Another law overruled

The Indiana legislature had a wealth of setbacks lately.

In addition to the ruling by U.S. District Judge Tanya Walton Pratt that put an injunction on an Indiana law which blocks federal aid from reaching Planned Parenthood. U.S. District Judge Sarah Evans Barker is blocking the state’s new immigration law.

The new law, which was to go into effect July 1, allowed police to arrest people whose immigration status was “questionable.” The law also disallowed the use of consular identification cards.

Barker said Indiana’s “seriously flawed” law violated the search and seizure laws, due process and other provisions that ran afoul of the laws laid out in the Constitution. She also said the section of the law barring the use of consulate ID cards violates federal law.

The ALCU has won another battle — for now. Though many legal scholars believe the judge’s halting of the bill means it won’t survive long, its supporters like Indiana Sen.
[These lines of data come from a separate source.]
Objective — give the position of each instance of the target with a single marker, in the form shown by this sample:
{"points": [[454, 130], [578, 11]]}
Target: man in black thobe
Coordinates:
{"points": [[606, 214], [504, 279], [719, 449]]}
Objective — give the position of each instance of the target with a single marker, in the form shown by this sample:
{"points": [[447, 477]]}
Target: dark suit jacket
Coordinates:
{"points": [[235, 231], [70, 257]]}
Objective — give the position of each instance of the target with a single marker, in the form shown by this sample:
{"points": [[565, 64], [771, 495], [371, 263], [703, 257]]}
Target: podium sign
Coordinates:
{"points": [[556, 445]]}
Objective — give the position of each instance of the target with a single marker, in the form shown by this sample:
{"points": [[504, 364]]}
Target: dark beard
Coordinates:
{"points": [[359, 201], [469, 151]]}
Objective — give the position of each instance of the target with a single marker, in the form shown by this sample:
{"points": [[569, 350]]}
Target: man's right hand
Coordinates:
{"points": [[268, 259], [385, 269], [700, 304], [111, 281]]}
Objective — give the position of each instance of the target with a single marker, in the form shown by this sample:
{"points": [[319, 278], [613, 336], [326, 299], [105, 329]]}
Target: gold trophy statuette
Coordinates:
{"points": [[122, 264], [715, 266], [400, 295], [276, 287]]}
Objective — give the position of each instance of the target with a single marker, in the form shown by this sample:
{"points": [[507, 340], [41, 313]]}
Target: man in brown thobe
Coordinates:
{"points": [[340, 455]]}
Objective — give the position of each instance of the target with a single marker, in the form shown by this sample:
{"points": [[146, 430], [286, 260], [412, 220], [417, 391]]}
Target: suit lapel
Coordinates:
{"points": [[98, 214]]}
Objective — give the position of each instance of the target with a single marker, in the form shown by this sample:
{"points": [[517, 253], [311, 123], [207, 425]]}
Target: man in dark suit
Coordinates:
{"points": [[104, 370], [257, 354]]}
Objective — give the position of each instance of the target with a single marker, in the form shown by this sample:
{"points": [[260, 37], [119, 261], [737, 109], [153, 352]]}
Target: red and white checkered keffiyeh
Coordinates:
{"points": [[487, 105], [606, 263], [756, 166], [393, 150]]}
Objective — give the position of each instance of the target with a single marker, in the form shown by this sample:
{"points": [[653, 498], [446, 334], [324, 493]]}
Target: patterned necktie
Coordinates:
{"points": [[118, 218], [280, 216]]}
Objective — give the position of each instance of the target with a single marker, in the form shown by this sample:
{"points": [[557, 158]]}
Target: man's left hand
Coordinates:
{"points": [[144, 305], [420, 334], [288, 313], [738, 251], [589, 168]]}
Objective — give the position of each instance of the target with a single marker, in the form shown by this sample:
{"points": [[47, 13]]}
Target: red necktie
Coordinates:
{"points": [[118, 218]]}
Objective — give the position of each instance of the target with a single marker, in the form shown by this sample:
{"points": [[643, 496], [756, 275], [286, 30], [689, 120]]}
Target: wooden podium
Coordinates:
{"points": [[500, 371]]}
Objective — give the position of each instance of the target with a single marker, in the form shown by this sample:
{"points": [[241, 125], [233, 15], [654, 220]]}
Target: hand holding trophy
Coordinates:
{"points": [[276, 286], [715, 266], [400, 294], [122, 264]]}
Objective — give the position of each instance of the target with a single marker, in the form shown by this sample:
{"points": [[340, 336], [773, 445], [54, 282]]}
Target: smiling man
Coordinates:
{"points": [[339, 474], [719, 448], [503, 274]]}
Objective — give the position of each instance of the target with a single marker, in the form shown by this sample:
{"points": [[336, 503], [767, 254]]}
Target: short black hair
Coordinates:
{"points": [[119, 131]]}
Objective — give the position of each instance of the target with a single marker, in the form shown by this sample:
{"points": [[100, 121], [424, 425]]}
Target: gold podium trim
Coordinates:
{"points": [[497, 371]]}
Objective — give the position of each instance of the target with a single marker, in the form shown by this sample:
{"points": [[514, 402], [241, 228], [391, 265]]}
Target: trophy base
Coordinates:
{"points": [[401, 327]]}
Mike Delph, R-Carmel, disagree.

However, with a district judge ruling that two major sections of the bill are unconstitutional, it doesn’t take a genius to figure out judges further up the food chain will agree.

The current state legislature seems to be letting power go to its collective head and passing laws right and left the feds now have to snack down.

Indiana certainly isn’t the first state to try to pass immigration laws — we’ve all seen what happened in Arizona — but the legislators need to take a deep breath, relax and let the federal government do its job in controlling immigration.

Many believe the federal government hasn’t been doing its job, which is why the state decided to step in. However, it’s not the state’s job.

Yes, the state does have some jurisdiction, but it can’t supersede federal rulings and it shouldn’t try to.

It seems that some of the state senators could use a little lesson in federal law, since they keep making laws that violate it.

They need to be more concerned about protecting Indiana residents than pushing their own agendas.

A few people up there seem to have their hearts in the right place. The part of the immigration law that denied tax breaks to businesses that knowingly hire illegal immigrants was a good step to protecting residents’ jobs and the ALCU didn’t challenge that portion.

Now the legislators should concentrate on other immediate problems, such as the economy. Get people more jobs. Keep large companies like Lilly and Cummins happy so they’ll stay — and that stab at amending the Indiana constitution to say that marriage is between one man and one woman certainly didn’t make them happy.

Legislators: Put your own personal beliefs about abortion, about gay marriage and about everything else aside, and try to do some good in this state.